Jobs for US workers with tech skills took 14 out of 50 spots in a 'best jobs' survey.
Vincent Yu/AP/File
Glassdoor released its annual ranking Monday of this year's 50 "best jobs" in the United States. Once again, perhaps unsurprisingly, tech-related positions rose to the top.
Four of the top five jobs, in fact, were for tech workers, with "data scientist" defending its spot at the top of the list. The ranking – which is based on median base salary, job satisfaction rating, and the number of positions available on Glassdoor – reflects a broader trend in a changing US labor market. As an increasing number of industries, even outside the traditional tech sector, seek to grapple with rapid technological innovation, demand for tech professionals has skyrocketed.
"This report reinforces that the best jobs are highly-skilled and are staying ahead of the growing trend toward workplace automation," Glassdoor's chief economist, Andrew Chamberlain, told Business Insider. Keeping one step ahead of the machines, as workplaces grow increasingly automated, requires a few notably human qualifications: a sense of creativity, discernment, and adaptability.

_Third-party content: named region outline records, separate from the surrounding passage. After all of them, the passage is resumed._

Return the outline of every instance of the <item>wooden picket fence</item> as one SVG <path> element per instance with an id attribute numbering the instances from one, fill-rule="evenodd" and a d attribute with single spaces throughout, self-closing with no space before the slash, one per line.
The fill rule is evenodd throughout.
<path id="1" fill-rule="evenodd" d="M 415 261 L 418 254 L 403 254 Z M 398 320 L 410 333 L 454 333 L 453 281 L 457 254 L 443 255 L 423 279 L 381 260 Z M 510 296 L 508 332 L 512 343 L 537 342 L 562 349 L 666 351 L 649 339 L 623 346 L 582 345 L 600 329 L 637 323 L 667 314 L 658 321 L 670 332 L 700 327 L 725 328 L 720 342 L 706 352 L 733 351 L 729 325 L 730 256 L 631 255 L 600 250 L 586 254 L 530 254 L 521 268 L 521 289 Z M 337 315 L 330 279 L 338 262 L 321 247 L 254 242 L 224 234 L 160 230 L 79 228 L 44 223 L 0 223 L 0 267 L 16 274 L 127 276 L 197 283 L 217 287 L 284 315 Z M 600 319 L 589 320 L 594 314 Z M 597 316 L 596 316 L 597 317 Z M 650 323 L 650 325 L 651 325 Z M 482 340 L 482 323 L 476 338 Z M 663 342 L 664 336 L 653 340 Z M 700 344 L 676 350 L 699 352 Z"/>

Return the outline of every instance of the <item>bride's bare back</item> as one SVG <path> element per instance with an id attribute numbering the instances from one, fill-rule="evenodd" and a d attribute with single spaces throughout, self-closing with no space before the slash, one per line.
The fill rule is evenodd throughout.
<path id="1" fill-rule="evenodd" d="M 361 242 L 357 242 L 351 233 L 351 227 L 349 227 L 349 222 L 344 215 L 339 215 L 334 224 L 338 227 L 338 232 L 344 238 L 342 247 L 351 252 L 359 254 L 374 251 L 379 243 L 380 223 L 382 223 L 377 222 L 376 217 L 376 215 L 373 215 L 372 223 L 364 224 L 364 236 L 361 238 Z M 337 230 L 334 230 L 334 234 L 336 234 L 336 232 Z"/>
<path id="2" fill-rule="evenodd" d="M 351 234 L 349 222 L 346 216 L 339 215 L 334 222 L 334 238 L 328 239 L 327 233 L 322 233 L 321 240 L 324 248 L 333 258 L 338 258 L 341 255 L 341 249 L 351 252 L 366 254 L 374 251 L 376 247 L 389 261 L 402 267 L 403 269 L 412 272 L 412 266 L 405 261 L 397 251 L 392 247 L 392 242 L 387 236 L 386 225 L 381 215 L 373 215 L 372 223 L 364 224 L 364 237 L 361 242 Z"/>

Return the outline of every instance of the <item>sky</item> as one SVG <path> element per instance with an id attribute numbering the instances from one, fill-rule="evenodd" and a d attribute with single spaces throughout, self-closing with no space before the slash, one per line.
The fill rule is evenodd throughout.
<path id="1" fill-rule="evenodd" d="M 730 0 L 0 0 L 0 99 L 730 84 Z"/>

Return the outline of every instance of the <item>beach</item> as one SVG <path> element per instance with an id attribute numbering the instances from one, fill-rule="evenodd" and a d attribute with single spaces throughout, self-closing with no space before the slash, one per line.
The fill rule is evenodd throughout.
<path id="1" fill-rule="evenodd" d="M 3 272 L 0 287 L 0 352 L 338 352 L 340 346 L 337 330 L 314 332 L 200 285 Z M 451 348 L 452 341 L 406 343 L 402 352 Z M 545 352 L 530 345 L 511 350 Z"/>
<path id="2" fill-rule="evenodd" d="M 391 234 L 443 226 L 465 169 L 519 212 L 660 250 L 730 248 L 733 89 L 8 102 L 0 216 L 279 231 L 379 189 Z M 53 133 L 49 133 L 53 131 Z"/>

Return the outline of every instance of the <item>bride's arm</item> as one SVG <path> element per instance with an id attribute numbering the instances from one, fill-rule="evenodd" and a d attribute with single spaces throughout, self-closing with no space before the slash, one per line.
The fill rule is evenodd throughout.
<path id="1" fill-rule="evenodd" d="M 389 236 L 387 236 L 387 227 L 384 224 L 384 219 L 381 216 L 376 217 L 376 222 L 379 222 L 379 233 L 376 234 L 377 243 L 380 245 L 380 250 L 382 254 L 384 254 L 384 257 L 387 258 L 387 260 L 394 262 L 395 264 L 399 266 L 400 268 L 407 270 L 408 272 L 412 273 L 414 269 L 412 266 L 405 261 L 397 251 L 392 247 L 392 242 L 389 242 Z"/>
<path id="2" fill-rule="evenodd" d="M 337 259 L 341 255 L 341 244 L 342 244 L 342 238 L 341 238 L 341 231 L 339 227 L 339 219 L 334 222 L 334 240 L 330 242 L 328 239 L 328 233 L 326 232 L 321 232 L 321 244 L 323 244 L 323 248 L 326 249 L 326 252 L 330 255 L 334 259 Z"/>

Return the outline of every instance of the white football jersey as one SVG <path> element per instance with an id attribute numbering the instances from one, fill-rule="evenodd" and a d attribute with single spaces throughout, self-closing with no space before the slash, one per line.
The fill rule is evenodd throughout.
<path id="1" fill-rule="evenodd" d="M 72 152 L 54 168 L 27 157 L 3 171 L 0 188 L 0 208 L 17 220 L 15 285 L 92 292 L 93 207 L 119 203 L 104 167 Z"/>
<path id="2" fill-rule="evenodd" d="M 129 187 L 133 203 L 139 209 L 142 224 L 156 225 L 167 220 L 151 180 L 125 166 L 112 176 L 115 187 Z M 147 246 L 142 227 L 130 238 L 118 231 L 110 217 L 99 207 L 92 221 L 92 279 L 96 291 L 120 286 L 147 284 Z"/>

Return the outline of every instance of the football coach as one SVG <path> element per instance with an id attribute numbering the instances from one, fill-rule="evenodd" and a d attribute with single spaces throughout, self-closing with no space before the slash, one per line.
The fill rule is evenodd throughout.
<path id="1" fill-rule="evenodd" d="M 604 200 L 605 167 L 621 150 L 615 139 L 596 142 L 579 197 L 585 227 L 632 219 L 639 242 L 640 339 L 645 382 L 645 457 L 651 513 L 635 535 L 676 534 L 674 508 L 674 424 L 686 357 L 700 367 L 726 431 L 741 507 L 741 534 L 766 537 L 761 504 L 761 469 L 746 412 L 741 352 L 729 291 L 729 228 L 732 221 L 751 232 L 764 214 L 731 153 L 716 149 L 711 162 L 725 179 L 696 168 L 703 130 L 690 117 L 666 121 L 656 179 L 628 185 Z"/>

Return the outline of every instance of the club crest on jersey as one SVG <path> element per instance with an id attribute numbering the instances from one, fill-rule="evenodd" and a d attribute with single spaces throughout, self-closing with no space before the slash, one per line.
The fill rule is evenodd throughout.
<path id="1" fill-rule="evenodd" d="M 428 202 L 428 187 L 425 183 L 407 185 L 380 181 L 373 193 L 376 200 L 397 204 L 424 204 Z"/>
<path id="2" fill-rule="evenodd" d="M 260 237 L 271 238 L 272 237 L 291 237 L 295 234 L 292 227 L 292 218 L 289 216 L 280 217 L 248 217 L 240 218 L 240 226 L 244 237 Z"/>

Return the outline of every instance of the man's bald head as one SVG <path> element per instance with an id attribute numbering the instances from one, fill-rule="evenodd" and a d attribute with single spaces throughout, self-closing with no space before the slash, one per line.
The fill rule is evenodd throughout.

"Those are aspects of work that are extremely difficult to automate, and having them allows workers to team up with technology to become more productive, rather than simply being replaced by it," Dr. Chamberlain added.
Data scientists earn a median base salary of $110,000 per year and report a job satisfaction rating of 4.4 out of 5, according to Glassdoor's report. The job rose to No. 1 last year, up from No. 9 in 2015.
DevOps Engineer – a job that entails both software development ("Dev") and informational technology operations ("Ops") – came in second, followed by data engineer in third.
Fourteen of the 50 jobs that made the list require some sort of STEM-related skills (in science, technology, engineering, and/or math), as USA Today reported.
Glassdoor's ranking comes as newly inaugurated President Trump launches his administration with an emphasis on job creation, with a special emphasis on manufacturing – having inherited a US economy showing signs of progress along a long road to recovery.
The unemployment rate rose from 4.6 percent in November to 4.7 percent in December. But it remained well below its 10-percent peak during the recession, and the labor force grew by 184,000 last month (a factor that can increase the unemployment rate), as The Christian Science Monitor's Lonnie Shekhtman reported earlier in January.
"At this pace of growth, we can expect to continue to see improvements in the labor market over the next couple of years as we approach full employment," Elise Gould, senior economist at the Economic Policy Institute, a think tank, wrote in a newsletter.
Looking forward, the Glassdoor report suggests that these tech-related fields, not manufacturing, will grow even more prominent for the American labor force.
"Politicians love to talk about manufacturing jobs because appeal to nostalgia, but most economists say those jobs will never return," Dr. Chamberlain told USA Today. "The future is in skilled services, not in making physical things.”